The studies were randomised, with adequate concealment of treatment allocation and clinical follow-up rates of more than 90%. Eight RCTs were double-blinded, two single-blinded and one unblinded.
All DES.
There was no statistically significant difference between DES and BMS in mortality (OR 1.11, 95% CrI: 0.61, 2.06) or myocardial infarction (OR 0.92; 95% CrI: 0.65, 1.25). DES was associated with statistically significantly lower rates of major adverse cardiac events (7.8% with DES versus 16.4% with BMS; OR 0.42, 95% CrI: 0.32, 0.53) and angiographic restenosis rates (8.9% with DES versus 29.3% with BMS; OR 0.18, 95% CrI: 0.06, 0.40).
Sirolimus DES.
There was no statistically significant difference between DES and BMS in mortality or myocardial infarction. Sirolimus DES was associated with statistically significant reductions in major adverse cardiac events (6.8% with DES versus 21.0% with BMS; OR 0.28, 95% CrI: 0.17, 0.41), target lesion revascularisation (3.5% with DES versus 18.5% with BMS; OR 0.15, 95% CrI: 0.02, 0.46) and rate of angiographic restenosis (6.2% with DES versus 36.9% with BMS; OR 0.06, 95% CrI: 0, 0.34).
Polymeric paclitaxol DES.
There was no statistically significant difference between DES and BMS in mortality or myocardial infarction. Polymeric paclitaxol DES was associated with statistically significant reductions in major adverse cardiac events (8.7% with DES versus 6.7% with BMS; OR 0.47, 95% CrI: 0.25, 0.71), target lesion revascularisation (3.3% with DES versus 12.2% with BMS; OR 0.23, 95% CrI: 0.10, 0.42) and rate of angiographic restenosis (7.1% with DES versus 23.5% with BMS; OR 0.23, 95% CrI: 0.07, 0.40).

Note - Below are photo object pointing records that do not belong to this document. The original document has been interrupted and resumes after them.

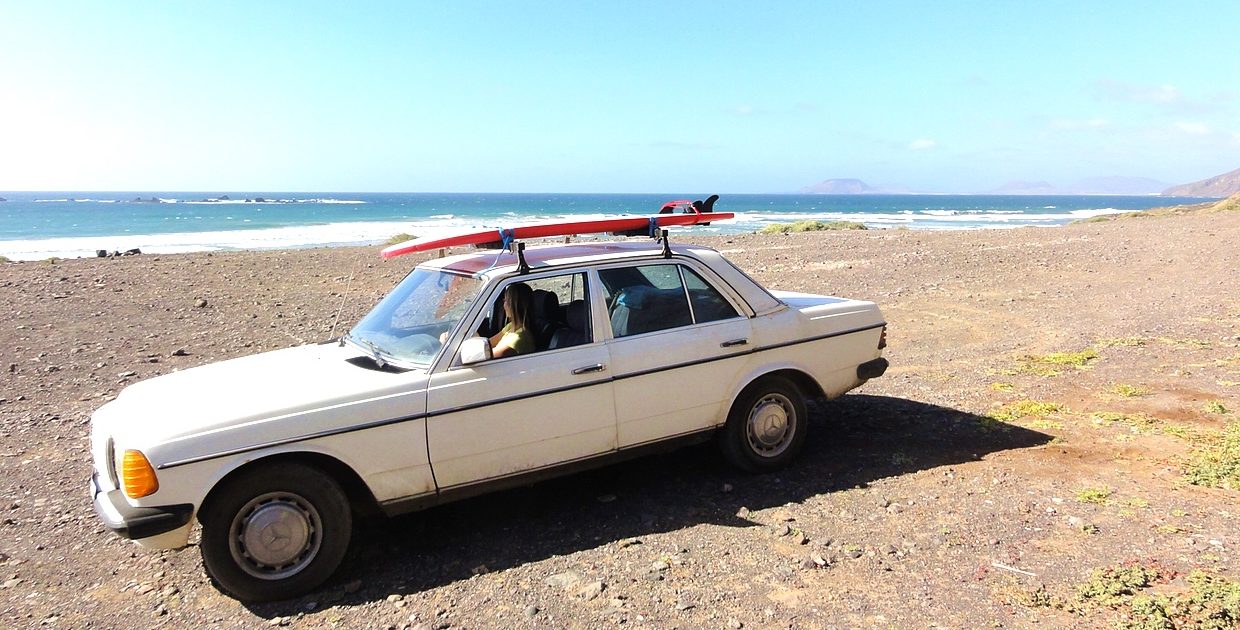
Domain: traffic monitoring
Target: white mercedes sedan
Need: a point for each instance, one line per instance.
(634, 347)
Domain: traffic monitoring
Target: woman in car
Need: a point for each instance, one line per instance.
(517, 336)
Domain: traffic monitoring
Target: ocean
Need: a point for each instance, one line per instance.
(36, 226)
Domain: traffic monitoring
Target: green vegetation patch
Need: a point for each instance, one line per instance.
(1094, 495)
(810, 226)
(1023, 409)
(1129, 391)
(1055, 362)
(1122, 341)
(1218, 463)
(1212, 603)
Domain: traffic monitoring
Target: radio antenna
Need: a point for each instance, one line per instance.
(344, 298)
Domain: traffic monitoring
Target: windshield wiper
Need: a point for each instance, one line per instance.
(365, 344)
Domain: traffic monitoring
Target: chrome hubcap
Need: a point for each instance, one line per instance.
(275, 535)
(771, 424)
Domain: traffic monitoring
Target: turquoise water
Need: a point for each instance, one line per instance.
(40, 225)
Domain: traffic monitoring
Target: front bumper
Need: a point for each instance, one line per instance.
(137, 522)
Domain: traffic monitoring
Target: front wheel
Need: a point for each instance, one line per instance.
(275, 532)
(765, 427)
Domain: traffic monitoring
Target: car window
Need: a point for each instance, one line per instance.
(659, 297)
(708, 304)
(559, 311)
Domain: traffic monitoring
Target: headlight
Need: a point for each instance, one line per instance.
(137, 475)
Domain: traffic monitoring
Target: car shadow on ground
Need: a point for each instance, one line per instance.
(852, 442)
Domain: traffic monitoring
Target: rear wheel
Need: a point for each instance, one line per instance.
(275, 532)
(765, 427)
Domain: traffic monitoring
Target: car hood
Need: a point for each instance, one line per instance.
(256, 399)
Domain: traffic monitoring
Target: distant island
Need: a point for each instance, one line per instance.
(1217, 186)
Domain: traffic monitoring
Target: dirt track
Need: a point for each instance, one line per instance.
(1049, 391)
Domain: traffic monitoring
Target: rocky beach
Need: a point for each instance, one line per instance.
(1055, 445)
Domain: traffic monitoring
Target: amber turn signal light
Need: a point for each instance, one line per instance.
(137, 475)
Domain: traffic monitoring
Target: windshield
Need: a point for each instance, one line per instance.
(407, 325)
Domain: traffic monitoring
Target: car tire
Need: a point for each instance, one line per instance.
(275, 532)
(765, 427)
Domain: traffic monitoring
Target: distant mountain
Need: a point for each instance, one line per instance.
(1218, 186)
(838, 187)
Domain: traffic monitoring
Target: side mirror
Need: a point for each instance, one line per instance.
(475, 350)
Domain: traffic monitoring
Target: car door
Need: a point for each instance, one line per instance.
(530, 412)
(678, 345)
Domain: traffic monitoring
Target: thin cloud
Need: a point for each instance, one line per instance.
(1192, 128)
(683, 146)
(1069, 124)
(1136, 93)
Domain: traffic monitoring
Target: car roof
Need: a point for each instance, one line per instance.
(496, 261)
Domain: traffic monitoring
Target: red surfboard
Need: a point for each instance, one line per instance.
(553, 230)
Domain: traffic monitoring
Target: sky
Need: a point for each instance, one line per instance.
(611, 97)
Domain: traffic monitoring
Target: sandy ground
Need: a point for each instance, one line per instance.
(977, 484)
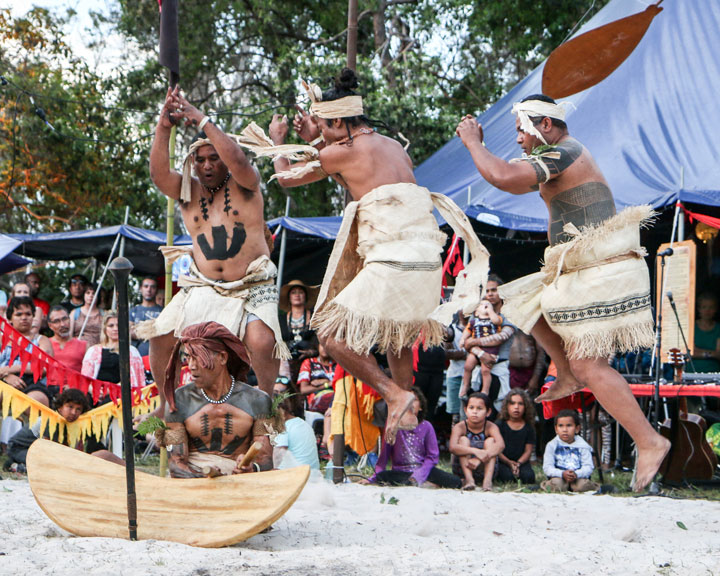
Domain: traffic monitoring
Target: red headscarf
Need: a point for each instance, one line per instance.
(201, 341)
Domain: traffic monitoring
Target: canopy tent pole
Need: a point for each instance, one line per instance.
(121, 269)
(283, 246)
(102, 279)
(121, 253)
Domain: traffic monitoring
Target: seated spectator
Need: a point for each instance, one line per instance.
(296, 302)
(282, 384)
(32, 279)
(706, 354)
(483, 323)
(315, 381)
(21, 311)
(297, 444)
(21, 289)
(66, 349)
(414, 455)
(70, 405)
(568, 458)
(517, 427)
(102, 361)
(76, 290)
(477, 443)
(146, 310)
(94, 315)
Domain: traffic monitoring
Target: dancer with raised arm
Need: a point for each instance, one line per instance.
(592, 297)
(383, 282)
(231, 278)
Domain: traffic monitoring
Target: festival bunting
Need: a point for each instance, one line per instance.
(57, 373)
(704, 218)
(95, 422)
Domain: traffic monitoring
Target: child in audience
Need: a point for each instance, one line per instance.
(517, 426)
(70, 404)
(477, 443)
(568, 458)
(414, 455)
(297, 445)
(484, 322)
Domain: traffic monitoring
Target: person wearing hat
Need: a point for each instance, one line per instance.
(296, 302)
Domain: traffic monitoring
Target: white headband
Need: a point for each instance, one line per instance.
(533, 109)
(345, 107)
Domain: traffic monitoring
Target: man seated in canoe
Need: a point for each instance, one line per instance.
(213, 420)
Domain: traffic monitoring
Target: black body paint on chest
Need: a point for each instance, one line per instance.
(586, 205)
(219, 250)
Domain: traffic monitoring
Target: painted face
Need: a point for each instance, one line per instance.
(20, 289)
(332, 130)
(297, 296)
(210, 170)
(516, 407)
(21, 319)
(71, 411)
(527, 142)
(476, 410)
(491, 293)
(59, 321)
(206, 377)
(148, 289)
(566, 429)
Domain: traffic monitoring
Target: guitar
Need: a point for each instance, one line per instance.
(690, 457)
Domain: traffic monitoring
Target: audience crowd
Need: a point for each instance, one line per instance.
(474, 396)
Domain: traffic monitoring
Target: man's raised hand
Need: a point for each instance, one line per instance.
(469, 130)
(305, 125)
(168, 114)
(278, 129)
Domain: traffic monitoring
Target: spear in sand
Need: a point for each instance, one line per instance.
(121, 268)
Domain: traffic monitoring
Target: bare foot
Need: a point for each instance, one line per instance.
(398, 416)
(561, 387)
(649, 461)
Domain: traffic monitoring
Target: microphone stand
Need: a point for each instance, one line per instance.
(658, 342)
(682, 332)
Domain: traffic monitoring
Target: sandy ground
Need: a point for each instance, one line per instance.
(347, 530)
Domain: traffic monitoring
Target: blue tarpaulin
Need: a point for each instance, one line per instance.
(649, 125)
(8, 260)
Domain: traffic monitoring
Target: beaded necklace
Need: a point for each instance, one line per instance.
(224, 398)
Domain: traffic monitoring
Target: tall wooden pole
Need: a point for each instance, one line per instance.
(121, 268)
(352, 35)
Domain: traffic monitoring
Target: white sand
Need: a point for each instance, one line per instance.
(346, 530)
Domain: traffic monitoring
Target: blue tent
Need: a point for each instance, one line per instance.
(649, 125)
(8, 260)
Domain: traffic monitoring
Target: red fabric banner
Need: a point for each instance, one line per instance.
(704, 218)
(67, 377)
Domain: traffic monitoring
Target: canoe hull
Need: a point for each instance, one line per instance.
(87, 496)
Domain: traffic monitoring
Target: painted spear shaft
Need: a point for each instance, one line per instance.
(121, 268)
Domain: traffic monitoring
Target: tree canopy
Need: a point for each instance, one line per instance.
(422, 65)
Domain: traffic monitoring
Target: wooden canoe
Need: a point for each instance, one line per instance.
(87, 496)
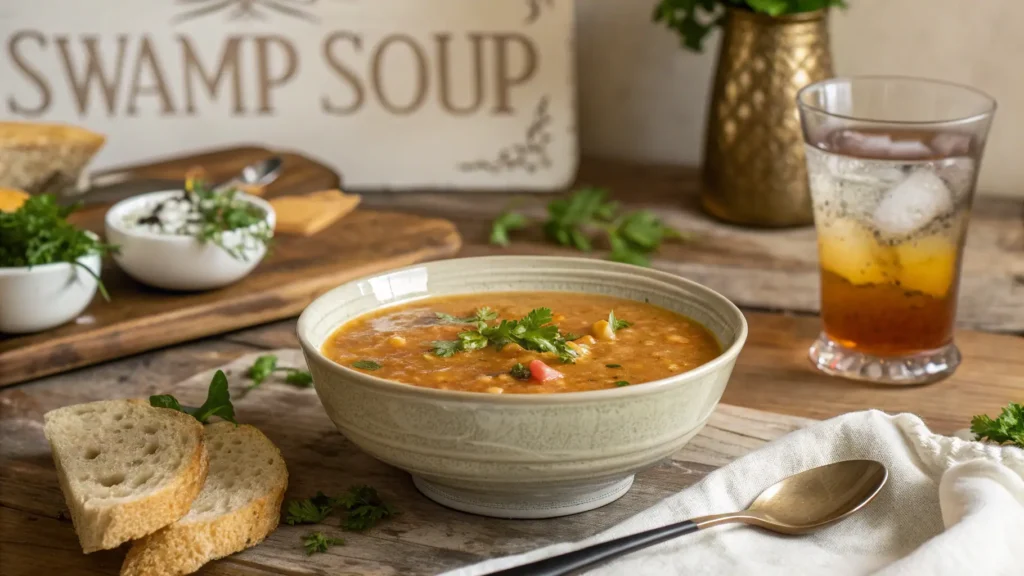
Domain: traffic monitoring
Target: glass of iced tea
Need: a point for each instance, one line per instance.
(893, 164)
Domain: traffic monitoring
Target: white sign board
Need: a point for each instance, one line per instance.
(392, 93)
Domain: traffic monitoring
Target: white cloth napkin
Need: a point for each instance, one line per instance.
(950, 507)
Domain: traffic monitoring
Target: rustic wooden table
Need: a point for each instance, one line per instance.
(769, 273)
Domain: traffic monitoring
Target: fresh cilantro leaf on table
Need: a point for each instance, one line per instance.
(532, 332)
(218, 402)
(267, 364)
(482, 314)
(317, 542)
(505, 223)
(574, 220)
(1007, 428)
(38, 233)
(309, 510)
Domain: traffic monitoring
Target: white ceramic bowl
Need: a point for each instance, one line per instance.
(520, 455)
(40, 297)
(179, 262)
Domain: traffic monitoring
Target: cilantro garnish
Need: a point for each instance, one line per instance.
(520, 372)
(266, 365)
(218, 402)
(616, 324)
(1007, 428)
(532, 332)
(483, 314)
(316, 542)
(577, 219)
(366, 365)
(38, 233)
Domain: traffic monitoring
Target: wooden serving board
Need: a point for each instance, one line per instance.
(37, 537)
(298, 270)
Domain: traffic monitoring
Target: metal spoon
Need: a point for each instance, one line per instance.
(801, 503)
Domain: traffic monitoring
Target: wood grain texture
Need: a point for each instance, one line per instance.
(426, 538)
(298, 270)
(762, 269)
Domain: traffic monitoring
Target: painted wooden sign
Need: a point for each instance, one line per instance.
(392, 93)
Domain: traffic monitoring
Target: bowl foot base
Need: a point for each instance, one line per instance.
(532, 505)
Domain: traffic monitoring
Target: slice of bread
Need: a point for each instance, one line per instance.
(239, 506)
(125, 467)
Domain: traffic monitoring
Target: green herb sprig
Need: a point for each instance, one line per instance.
(38, 233)
(532, 332)
(267, 364)
(693, 19)
(1007, 428)
(574, 220)
(218, 402)
(317, 542)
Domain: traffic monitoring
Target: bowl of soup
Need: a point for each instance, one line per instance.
(521, 386)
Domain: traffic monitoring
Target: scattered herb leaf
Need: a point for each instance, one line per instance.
(218, 402)
(317, 542)
(520, 371)
(309, 510)
(38, 233)
(505, 223)
(1007, 428)
(366, 365)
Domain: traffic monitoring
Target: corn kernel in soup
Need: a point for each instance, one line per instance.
(522, 342)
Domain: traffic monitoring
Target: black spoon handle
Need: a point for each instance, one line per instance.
(566, 563)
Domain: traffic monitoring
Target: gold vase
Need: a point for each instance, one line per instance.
(754, 171)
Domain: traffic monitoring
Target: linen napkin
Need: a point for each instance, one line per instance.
(950, 507)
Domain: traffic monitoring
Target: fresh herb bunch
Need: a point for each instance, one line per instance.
(38, 233)
(573, 220)
(218, 402)
(532, 332)
(1007, 428)
(693, 19)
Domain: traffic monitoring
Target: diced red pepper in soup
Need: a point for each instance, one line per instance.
(542, 372)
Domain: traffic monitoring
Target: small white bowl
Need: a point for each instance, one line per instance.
(36, 298)
(175, 261)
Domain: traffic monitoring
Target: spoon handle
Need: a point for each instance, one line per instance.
(566, 563)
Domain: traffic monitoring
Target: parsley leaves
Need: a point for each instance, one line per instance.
(38, 233)
(267, 364)
(317, 542)
(1007, 428)
(532, 332)
(218, 402)
(573, 220)
(363, 504)
(366, 365)
(519, 371)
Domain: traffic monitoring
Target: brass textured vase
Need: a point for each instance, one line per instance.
(754, 170)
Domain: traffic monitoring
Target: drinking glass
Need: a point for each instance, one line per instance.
(892, 163)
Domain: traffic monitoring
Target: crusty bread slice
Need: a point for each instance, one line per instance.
(239, 506)
(125, 467)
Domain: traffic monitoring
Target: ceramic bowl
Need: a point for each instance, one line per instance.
(179, 262)
(41, 297)
(520, 455)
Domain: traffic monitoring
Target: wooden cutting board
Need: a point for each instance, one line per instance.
(37, 537)
(139, 318)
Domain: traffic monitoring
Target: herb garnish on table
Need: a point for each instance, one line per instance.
(38, 233)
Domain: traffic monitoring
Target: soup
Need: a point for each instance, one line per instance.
(522, 342)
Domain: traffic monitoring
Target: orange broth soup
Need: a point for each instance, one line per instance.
(504, 342)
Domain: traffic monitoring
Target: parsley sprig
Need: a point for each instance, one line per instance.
(267, 364)
(363, 505)
(532, 332)
(317, 542)
(577, 219)
(38, 233)
(1007, 428)
(218, 402)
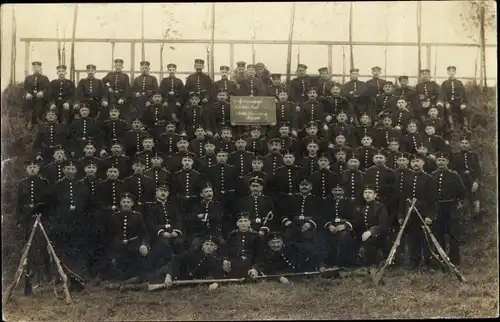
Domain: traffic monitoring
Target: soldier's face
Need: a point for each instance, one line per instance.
(84, 111)
(32, 169)
(114, 114)
(257, 165)
(187, 163)
(162, 194)
(221, 157)
(112, 173)
(243, 224)
(288, 159)
(379, 159)
(90, 169)
(207, 193)
(369, 195)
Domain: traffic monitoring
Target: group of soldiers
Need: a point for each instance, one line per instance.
(146, 177)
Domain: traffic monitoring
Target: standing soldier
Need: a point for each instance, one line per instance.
(466, 163)
(93, 92)
(297, 89)
(36, 93)
(143, 89)
(451, 196)
(199, 83)
(118, 85)
(50, 136)
(454, 97)
(62, 91)
(172, 92)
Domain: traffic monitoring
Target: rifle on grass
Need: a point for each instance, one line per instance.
(440, 250)
(396, 244)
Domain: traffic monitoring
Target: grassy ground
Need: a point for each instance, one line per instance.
(404, 295)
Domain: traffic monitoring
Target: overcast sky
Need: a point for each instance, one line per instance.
(373, 21)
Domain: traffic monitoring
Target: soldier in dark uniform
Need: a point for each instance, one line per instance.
(260, 208)
(36, 93)
(173, 92)
(454, 97)
(199, 83)
(244, 248)
(241, 159)
(466, 163)
(421, 186)
(113, 128)
(225, 84)
(118, 85)
(142, 186)
(165, 228)
(353, 180)
(143, 88)
(62, 91)
(451, 196)
(128, 242)
(31, 196)
(297, 89)
(338, 246)
(81, 130)
(370, 225)
(202, 262)
(167, 141)
(49, 136)
(93, 92)
(117, 159)
(205, 217)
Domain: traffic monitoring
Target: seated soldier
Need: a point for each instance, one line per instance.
(202, 262)
(127, 239)
(243, 248)
(370, 226)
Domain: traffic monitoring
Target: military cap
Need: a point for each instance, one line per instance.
(164, 185)
(127, 195)
(371, 187)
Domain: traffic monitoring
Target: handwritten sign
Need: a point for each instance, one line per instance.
(253, 110)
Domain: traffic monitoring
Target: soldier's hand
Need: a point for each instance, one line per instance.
(168, 280)
(253, 273)
(284, 280)
(143, 250)
(226, 266)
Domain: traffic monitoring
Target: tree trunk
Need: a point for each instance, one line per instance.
(351, 49)
(72, 69)
(290, 37)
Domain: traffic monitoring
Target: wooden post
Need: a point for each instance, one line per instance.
(290, 37)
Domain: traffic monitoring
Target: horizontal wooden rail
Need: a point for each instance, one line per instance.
(250, 42)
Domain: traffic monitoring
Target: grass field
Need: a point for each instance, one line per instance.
(404, 294)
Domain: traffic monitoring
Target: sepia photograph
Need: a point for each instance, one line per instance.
(249, 161)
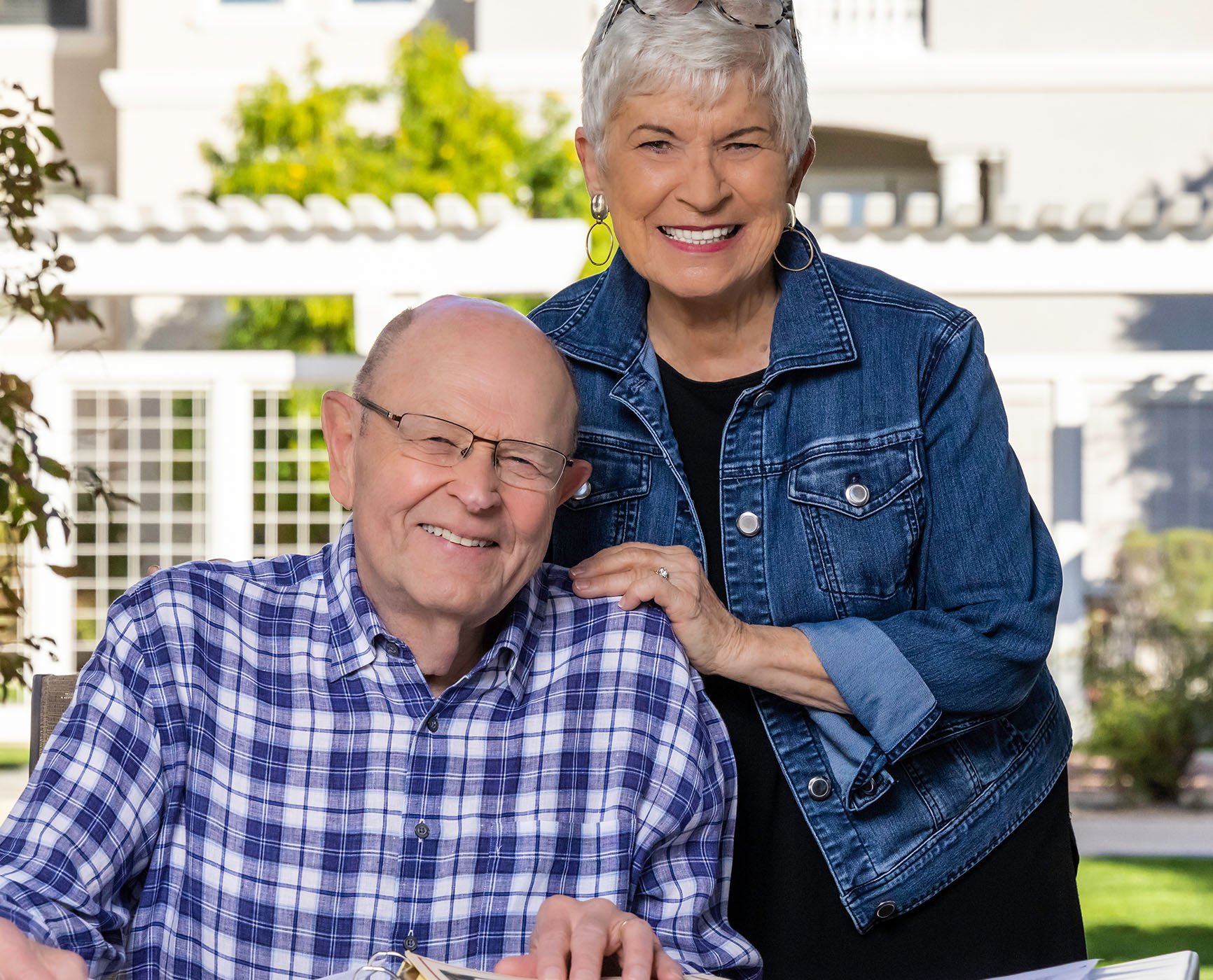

Non-polymeric paclitaxol DES.
There was no statistically significant difference between DES and BMS in mortality, myocardial infarction, target lesion revascularisation or angiographic restenosis. Non-polymeric paclitaxol DES reduced major adverse cardiac events in comparison with BMS (7.7% with DES versus 9.5% with BMS; OR 0.64, 95% CrI: 0.42, 1.00).
The results were similar after using a range of low-information prior distributions.